1. This appeal arises out of a suit to redeem a mortgage, dated the 18th of February, 1892. Ram Nath, the appellant, is one of the original mortgagees. He contends that the plaintiff' has no right to maintain the suit. It appears that after the date of the mortgage the mortgagors sold their equity of redemption to one Jagan Nath Ahir. Ram Nath Kayastha (to whom we shall hereafter refer as 'the pre-emptor') brought a suit for pre-emption against Jagan Nath Ahir, and obtained a decree which became final. When Ram Nath, the pre-emptor, applied to have his name recorded, the Collector under the provisions of Act II of 1903, made an order in November, 1910, refusing to sanction the permanent alienation in favour of the pre-emptor. By a later order he pointed out that all that he could do for ' the pre-emptor was to make him a usufructuary mortgagee for twenty years under the provisions of Section 14 of the Act. But seeing that there was already a usufructuary mortgagee in possession, he pointed out that the only way in which the pre-emptor could get possession would be by redeeming the mortgage of the 18th of February, 1892. On the 29th of January, 1912, the representatives of the original mortgagors sold the property to the plaintiff. The plaintiff then instituted the present suit, which was met by the defence that the vendors of the plaintiff had no interest left of which they could make a transfer. It seems to us that this contention is not sound. The result of the pre-emption suit was that Jagan Nath Ahir ceased to have any interest in the property. The pre-emptor was substituted for him and the latter under the Collector's order was only a mortgagee. The consequence was that the ultimate right of redemption remained in the representatives of the original mortgagor. This right they were entitled to transfer to the plaintiff.
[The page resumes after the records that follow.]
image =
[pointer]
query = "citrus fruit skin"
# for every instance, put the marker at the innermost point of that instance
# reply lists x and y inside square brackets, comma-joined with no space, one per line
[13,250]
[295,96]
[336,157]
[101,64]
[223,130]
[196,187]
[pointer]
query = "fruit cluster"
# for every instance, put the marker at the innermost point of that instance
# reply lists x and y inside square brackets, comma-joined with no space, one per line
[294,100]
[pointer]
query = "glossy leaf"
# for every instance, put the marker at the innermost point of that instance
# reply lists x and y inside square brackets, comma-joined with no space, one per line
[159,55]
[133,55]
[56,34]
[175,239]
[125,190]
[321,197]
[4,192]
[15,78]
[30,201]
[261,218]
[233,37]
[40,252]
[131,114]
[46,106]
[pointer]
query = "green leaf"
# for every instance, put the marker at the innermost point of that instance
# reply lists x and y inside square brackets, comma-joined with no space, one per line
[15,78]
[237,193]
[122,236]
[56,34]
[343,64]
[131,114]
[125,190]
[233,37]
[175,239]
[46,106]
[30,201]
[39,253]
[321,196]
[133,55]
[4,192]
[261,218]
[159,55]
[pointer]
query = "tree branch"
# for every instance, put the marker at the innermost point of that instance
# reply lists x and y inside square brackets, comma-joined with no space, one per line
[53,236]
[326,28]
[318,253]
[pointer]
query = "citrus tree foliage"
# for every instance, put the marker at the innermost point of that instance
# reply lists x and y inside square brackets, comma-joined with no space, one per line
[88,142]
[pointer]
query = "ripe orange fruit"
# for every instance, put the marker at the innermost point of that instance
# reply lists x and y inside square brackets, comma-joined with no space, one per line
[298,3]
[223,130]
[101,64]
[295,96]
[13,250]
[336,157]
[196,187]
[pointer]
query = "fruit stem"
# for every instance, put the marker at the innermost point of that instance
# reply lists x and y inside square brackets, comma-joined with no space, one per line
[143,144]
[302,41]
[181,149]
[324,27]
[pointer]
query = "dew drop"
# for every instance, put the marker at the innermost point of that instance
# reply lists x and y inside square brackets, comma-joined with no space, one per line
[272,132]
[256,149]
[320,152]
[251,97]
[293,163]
2. It is contended that having regard to the terms of the Collector's order the only parson who could redeem the mortgage was Ram Nath, the pre-emptor. No doubt Ram Nath was given a right of redemption, but that did not and could not take away the ultimate right of redemption which must have been left (as we think) in the representatives of the original mortgagors. The mortgage of the appellant is a mortgage which can be redeemed at any time. It is quite unnecessary for us in the present case to decide whether or not Ram Nath, the pre-emptor, could have insisted upon remaining in possession for the whole of the twenty years even if the representatives of the mortgagors were to redeem it, nor is it necessary for us to express any opinion as to the effect of the consent which appears to have been given in open court by the pre-emptor to the redemption of the property by the plaintiff.
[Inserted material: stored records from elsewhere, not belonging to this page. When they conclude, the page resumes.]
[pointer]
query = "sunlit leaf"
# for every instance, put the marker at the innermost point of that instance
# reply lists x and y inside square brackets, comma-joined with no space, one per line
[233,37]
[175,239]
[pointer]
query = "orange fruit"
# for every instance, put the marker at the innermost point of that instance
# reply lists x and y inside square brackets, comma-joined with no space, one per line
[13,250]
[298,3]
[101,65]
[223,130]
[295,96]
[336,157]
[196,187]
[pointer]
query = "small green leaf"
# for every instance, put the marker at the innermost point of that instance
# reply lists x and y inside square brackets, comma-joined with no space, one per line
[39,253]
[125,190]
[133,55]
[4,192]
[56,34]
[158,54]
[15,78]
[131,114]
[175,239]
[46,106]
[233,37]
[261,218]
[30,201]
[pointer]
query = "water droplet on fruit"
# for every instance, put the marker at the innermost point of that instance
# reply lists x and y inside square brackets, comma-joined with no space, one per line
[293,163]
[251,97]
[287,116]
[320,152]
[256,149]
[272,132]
3. It is lastly contended that Section 3 does not apply to alienations by pre-emption. We think that the section applies to all 'permanent alienations' even though the alienation is brought about by the exercise of a right of pre-emption, The policy of the Act is to prevent persons who wore not members of an agricultural tribe acquiring property. This would apply just as much to a person who was acquiring a permanent title by pre-emption as by voluntary alienations. We dismiss the appeal with costs.